In summary, we have demonstrated that an EWS alert linked to a RRT likely contributed to a modest reduction in hospital length of stay, but no reductions in hospital mortality and ICU transfer. These findings suggest that inpatient deterioration on general hospital units can be identified and linked to a specific intervention. Continued efforts are needed to identify and implement systems that will not only accurately identify high‐risk patients on general hospital units but also intervene to improve their outcomes. We are moving forward with the development of a 2‐tiered EWS utilizing both EMR data and real‐time streamed vital sign data, to determine if we can further improve the prediction of clinical deterioration and potentially intervene in a more clinically meaningful manner.

Acknowledgements

The authors thank Ann Doyle, BSN, Lisa Mayfield, BSN, and Darain Mitchell for their assistance in carrying out this research protocol; and William Shannon, PhD, from the Division of General Medical Sciences at Washington University, for statistical support.
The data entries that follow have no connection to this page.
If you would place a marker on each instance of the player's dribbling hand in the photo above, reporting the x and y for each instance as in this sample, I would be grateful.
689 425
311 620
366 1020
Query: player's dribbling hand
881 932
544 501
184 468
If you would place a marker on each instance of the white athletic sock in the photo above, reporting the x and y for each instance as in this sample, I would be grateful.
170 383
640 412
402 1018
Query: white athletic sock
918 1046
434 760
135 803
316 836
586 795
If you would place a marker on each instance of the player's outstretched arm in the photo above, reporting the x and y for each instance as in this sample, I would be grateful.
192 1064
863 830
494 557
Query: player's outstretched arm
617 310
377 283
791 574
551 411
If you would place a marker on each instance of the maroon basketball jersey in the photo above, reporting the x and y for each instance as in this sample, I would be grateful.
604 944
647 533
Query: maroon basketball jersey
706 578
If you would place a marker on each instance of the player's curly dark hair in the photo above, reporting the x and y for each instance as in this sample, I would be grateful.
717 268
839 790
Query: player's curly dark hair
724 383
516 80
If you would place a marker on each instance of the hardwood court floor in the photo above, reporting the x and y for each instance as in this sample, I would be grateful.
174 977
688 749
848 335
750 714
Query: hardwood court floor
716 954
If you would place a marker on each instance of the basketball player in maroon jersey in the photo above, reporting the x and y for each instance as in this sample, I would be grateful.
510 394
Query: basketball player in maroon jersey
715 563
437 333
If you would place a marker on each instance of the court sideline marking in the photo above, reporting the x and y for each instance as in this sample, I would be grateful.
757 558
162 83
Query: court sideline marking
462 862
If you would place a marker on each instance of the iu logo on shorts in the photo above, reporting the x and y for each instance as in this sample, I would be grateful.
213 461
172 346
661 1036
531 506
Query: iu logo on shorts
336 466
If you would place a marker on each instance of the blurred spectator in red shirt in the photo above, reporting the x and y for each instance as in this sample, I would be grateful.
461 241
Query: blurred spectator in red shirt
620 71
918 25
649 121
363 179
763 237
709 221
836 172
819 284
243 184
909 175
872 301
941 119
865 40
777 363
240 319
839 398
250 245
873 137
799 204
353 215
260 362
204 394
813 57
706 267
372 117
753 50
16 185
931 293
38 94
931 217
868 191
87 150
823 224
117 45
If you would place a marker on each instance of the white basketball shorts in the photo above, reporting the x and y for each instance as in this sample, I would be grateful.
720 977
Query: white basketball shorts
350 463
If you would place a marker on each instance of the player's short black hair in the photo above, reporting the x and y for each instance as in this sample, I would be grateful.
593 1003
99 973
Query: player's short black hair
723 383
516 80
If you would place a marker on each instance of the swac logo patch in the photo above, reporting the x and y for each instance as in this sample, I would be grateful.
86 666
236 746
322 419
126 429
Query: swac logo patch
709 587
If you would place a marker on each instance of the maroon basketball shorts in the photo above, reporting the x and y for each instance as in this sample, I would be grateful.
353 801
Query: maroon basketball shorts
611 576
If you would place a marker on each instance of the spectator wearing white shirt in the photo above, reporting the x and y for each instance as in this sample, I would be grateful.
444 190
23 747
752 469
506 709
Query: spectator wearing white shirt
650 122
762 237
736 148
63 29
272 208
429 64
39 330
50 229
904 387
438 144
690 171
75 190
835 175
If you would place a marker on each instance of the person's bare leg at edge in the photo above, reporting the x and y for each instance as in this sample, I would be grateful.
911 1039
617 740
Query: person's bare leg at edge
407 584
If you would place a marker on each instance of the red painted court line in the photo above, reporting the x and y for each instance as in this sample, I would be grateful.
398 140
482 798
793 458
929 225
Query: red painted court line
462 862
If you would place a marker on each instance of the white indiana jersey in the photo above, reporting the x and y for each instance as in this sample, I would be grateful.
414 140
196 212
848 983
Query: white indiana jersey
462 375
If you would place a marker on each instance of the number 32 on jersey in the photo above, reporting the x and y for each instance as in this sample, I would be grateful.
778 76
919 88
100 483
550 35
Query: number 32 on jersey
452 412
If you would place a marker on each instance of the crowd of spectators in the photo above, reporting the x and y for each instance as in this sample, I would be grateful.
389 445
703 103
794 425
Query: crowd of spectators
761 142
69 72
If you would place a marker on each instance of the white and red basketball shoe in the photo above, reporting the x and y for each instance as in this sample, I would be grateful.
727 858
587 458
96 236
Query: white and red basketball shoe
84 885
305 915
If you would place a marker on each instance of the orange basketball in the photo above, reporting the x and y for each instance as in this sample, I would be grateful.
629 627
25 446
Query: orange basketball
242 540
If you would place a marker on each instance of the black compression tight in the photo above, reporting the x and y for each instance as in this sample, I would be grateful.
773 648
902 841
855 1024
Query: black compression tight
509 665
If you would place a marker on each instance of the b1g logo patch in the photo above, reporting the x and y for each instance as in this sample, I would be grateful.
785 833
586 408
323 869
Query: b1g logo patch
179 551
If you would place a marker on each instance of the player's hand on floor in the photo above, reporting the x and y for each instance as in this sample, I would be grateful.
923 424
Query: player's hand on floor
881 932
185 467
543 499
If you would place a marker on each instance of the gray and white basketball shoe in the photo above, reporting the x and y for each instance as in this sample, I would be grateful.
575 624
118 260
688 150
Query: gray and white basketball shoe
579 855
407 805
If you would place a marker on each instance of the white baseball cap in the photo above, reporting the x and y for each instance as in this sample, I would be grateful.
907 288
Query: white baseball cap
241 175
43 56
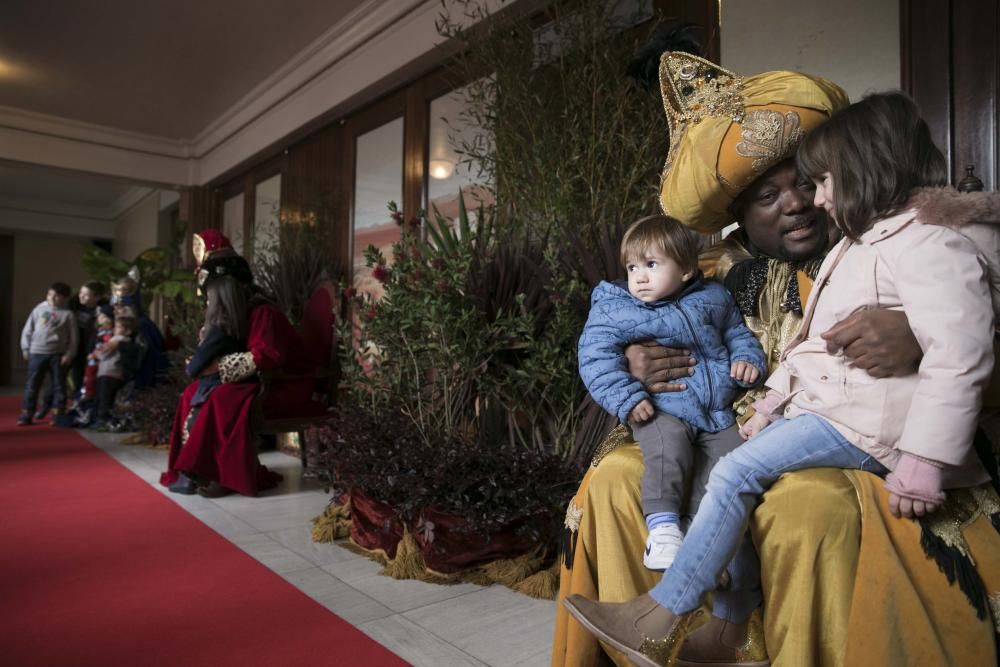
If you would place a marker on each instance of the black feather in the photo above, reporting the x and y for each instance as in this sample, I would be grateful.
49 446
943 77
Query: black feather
668 36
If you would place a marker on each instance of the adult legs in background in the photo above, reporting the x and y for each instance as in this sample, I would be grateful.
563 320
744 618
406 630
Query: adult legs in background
107 389
737 600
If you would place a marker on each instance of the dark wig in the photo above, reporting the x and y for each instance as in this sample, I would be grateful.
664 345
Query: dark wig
877 151
228 306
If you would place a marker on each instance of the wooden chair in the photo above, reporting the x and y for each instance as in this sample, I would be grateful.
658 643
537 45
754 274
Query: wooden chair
319 338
Disclosures: This study was funded in part by the Barnes‐Jewish Hospital Foundation, the Chest Foundation of the American College of Chest Physicians, and by grant number UL1 RR024992 from the National Center for Research Resources (NCRR), a component of the National Institutes of Health (NIH), and NIH Roadmap for Medical Research. Its contents are solely the responsibility of the authors and do not necessarily represent the official view of the NCRR or NIH. The steering committee was responsible for the study design, execution, analysis, and content of the article. The Barnes‐Jewish Hospital Foundation, the American College of Chest Physicians, and the Chest Foundation were not involved in the design, conduct, or analysis of the trial. The authors report no conflicts of interest. Marin Kollef, Yixin Chen, Kevin Heard, Gina LaRossa, Chenyang Lu, Nathan Martin, Nelda Martin, Scott Micek, and Thomas Bailey have all made substantial contributions to conception and design, or acquisition of data, or analysis and interpretation of data; have drafted the submitted article or revised it critically for important intellectual content; have provided final approval of the version to be published; and have agreed to be accountable for all aspects of the work in ensuring that questions related to the accuracy or integrity of any part of the work are appropriately investigated and resolved.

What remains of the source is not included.